Filing for bankruptcy is considered a personal decision. Most individuals file for bankruptcy when they have made an honest effort to repay their debts but are unable to do so. Such people declare bankruptcy by filing a petition with the American Bankruptcy Court, and get protection and relief under the Bankruptcy Code.

The debtor also has to provide his or her personal information on assets, liabilities, income and expenditures. Such people often hire lawyers, who prepare and file the petitions and other information for them, although some debtors decide to represent themselves.

The bankruptcy filing process proceeds as follows:

First the debtor has to make an appointment with the Board-certified Bankruptcy Attorney. This appointment is concerning discussion about the different options the debtor has.

Then, the debtor has to collect all necessary documents and present them to his or her attorney for review. Gathering and organizing all financial documentation is necessary when filing for bankruptcy. If the individual fails to provide all the information, then the court dismisses the case immediately. The attorney commonly advises the debtor on what type of documentation is to be submitted to the court.
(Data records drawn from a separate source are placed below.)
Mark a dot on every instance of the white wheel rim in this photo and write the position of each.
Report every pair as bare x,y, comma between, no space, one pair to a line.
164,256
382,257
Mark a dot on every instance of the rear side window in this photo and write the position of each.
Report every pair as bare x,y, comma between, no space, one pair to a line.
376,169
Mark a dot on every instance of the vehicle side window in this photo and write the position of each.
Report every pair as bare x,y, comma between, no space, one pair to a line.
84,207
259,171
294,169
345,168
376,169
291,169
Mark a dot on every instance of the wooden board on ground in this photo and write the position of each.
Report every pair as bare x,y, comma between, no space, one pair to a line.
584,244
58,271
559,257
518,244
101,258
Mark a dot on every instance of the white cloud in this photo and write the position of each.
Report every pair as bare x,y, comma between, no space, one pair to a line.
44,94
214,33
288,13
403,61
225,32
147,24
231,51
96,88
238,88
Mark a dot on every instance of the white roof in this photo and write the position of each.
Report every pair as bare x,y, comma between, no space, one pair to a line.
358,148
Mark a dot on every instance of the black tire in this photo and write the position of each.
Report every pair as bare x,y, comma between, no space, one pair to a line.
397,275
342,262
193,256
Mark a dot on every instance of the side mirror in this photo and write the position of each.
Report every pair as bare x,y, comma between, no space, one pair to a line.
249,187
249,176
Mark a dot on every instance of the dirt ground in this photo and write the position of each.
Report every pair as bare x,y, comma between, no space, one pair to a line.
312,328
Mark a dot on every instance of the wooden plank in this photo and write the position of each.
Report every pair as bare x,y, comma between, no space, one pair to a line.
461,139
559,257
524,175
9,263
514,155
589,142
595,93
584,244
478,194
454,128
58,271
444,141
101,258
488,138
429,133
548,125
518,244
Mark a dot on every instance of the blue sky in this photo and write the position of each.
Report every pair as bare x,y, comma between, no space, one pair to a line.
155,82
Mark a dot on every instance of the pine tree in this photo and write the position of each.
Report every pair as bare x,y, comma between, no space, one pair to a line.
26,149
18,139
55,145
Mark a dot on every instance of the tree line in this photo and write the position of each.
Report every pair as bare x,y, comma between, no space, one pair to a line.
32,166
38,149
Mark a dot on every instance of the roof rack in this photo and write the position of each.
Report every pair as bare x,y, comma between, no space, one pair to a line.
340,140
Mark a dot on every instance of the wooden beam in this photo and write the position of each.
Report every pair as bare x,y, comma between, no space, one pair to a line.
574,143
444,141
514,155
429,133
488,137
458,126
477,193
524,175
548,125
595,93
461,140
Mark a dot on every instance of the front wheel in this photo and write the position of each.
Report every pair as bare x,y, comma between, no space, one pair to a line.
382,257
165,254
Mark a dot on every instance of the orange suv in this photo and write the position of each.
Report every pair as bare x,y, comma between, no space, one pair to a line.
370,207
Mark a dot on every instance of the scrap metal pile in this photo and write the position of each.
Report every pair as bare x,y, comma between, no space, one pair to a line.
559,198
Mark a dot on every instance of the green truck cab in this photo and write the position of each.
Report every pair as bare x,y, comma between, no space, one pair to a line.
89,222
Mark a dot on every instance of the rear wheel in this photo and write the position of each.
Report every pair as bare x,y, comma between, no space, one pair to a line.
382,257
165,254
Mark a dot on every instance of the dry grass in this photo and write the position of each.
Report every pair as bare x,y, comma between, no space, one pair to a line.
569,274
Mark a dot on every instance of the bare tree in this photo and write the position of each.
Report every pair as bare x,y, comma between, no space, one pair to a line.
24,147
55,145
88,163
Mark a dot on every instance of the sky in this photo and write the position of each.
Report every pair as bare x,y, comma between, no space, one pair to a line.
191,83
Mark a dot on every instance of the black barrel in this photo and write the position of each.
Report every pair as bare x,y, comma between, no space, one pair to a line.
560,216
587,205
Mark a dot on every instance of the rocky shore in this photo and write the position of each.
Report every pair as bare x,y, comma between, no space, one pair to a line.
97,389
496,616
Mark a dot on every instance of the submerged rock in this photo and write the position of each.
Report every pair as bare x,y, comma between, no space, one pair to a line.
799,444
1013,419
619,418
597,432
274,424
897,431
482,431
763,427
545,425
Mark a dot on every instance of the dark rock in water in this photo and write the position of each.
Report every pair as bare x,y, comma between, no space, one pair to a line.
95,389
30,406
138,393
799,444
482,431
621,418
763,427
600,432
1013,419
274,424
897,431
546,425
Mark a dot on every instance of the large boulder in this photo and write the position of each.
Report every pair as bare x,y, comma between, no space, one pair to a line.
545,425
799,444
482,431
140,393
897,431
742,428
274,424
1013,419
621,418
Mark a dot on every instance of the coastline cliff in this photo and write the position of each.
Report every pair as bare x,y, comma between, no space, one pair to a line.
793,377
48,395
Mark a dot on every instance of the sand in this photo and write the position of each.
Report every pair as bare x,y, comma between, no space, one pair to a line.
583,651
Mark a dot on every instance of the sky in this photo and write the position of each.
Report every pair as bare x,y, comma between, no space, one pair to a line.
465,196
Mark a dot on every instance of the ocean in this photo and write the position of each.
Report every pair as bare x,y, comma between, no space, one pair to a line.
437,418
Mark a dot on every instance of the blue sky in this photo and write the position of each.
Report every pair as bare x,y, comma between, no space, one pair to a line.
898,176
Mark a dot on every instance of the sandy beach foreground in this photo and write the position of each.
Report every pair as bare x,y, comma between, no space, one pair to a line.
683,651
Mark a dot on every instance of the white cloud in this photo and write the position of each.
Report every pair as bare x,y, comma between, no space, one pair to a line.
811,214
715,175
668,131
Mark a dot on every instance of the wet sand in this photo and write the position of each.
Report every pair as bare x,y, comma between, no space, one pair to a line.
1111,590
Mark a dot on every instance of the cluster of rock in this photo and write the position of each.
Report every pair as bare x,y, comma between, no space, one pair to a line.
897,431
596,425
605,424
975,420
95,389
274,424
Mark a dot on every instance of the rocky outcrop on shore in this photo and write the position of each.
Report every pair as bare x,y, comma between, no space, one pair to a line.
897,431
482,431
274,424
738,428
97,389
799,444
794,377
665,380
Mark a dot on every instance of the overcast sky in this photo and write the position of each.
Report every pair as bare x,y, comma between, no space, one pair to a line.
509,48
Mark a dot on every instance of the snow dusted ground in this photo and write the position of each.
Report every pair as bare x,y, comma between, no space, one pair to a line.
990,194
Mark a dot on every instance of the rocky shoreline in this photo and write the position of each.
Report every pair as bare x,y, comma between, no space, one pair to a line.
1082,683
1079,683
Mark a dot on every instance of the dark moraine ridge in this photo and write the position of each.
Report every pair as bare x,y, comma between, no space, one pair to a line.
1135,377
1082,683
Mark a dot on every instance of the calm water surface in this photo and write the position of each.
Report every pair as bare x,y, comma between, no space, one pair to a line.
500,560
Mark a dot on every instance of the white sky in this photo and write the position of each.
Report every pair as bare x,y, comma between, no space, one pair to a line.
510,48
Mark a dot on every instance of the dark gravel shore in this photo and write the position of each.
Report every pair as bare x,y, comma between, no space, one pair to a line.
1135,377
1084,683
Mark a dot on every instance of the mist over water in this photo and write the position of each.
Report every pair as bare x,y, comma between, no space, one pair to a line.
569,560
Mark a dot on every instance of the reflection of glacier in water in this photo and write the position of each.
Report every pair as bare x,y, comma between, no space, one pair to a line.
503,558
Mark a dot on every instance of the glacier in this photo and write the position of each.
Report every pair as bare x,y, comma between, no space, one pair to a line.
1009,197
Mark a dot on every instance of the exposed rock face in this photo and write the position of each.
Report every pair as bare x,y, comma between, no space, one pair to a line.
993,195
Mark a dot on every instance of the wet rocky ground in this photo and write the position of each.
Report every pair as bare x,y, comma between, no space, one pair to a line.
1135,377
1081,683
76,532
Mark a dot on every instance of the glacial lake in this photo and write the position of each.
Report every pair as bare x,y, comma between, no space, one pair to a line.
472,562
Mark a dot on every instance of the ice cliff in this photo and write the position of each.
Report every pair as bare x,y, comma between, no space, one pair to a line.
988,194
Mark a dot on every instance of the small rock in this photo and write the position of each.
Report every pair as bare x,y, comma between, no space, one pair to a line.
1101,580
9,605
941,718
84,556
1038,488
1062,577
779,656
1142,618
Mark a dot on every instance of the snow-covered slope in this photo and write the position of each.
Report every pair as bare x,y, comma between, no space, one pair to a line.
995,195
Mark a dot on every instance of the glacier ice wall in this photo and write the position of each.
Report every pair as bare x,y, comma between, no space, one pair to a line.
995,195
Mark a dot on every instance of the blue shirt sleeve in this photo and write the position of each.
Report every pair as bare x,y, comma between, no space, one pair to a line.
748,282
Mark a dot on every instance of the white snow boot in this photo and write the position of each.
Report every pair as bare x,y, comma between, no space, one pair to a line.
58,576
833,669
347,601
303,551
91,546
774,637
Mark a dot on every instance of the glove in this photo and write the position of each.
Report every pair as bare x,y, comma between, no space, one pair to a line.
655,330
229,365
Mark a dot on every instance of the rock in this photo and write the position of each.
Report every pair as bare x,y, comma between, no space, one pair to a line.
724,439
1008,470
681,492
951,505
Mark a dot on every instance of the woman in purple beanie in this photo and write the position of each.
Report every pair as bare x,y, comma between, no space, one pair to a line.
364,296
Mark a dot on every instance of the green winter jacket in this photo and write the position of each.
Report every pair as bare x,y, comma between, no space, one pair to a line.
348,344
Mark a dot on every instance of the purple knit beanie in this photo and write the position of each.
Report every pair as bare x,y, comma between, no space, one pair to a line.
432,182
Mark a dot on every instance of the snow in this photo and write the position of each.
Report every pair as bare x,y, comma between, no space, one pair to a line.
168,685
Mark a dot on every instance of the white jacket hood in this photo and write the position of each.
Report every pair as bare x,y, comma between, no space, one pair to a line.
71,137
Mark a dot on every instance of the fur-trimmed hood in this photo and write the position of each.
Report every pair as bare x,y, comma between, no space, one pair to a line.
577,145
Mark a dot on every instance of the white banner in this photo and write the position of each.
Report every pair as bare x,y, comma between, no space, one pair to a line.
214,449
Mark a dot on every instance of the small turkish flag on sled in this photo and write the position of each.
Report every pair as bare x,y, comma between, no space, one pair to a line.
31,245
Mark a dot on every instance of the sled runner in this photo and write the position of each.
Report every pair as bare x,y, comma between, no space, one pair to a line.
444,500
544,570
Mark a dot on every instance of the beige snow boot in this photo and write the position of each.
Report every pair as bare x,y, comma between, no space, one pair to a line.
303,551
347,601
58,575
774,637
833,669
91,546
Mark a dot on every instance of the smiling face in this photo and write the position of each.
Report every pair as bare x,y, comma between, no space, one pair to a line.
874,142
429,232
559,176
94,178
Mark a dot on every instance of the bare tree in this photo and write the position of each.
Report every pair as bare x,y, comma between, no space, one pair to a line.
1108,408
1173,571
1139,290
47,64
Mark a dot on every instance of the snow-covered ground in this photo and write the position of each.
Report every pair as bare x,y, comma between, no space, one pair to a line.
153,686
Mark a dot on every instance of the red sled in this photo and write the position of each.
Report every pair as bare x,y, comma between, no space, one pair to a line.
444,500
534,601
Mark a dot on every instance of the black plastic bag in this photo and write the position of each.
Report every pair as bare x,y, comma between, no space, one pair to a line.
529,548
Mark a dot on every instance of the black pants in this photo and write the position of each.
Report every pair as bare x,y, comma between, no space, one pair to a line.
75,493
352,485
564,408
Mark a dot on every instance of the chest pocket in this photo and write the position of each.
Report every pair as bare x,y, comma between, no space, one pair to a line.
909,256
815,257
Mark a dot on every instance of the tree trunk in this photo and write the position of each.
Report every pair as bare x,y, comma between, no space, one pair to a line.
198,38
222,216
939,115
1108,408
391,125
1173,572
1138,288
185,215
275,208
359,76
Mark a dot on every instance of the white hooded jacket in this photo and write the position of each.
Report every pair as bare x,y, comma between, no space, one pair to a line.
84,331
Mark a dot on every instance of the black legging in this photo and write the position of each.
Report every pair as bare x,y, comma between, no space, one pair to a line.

After submission of documentation, the debtor has to complete pre-filing credit counseling. This method starts six months before filing bankruptcy. This counseling session is conducted by a non-profit or a government approved counseling agency. During the tenure of this course, personal financial management (PFM) is absolutely covered. This course is conducted according to the Bankruptcy Code compliance rules. It continues not more than a mere 90 minutes.

A person filling for Chapter 7 or Chapter 13 must also finish a Means test. This test is conducted regardless of the actuality that the person is filling for liquidation or reorganization. This test is used to identify debtors who might have proper financial resources, in order to pay back a some portion of the debts they owe. The appointed attorney provides further information regarding this test.

The procedure of bankruptcy begins when the official supplication is filled along with the schedule of the debtor's financial position and statement of financial affairs with the Bankruptcy court. A filling fee is also to be paid in order to commence the process.

Once the bankruptcy petition is filled, the debtor has to attend the meeting with the creditors; this is essential. This meeting takes place a month after filing for bankruptcy. A bankruptcy trustee conducts the meeting, which is commonly really short. Here, the debtor is asked questions regarding the paper work filed with the courts.

The debtor is required to complete a personal financial management course before the debt can be dispatched. This course must be conducted by any allowed debtor education provider. The debtor receives a course completion certificate in the end of the course, which must be filed with the court before the bankruptcy can be discharged.

Discharge occurs once the court has ruled the debtor is legally relieved from most debts and creditors cannot aggregate those debts. However, certain debts like those related to child care, alimony, certain taxes and student loans are not discharged.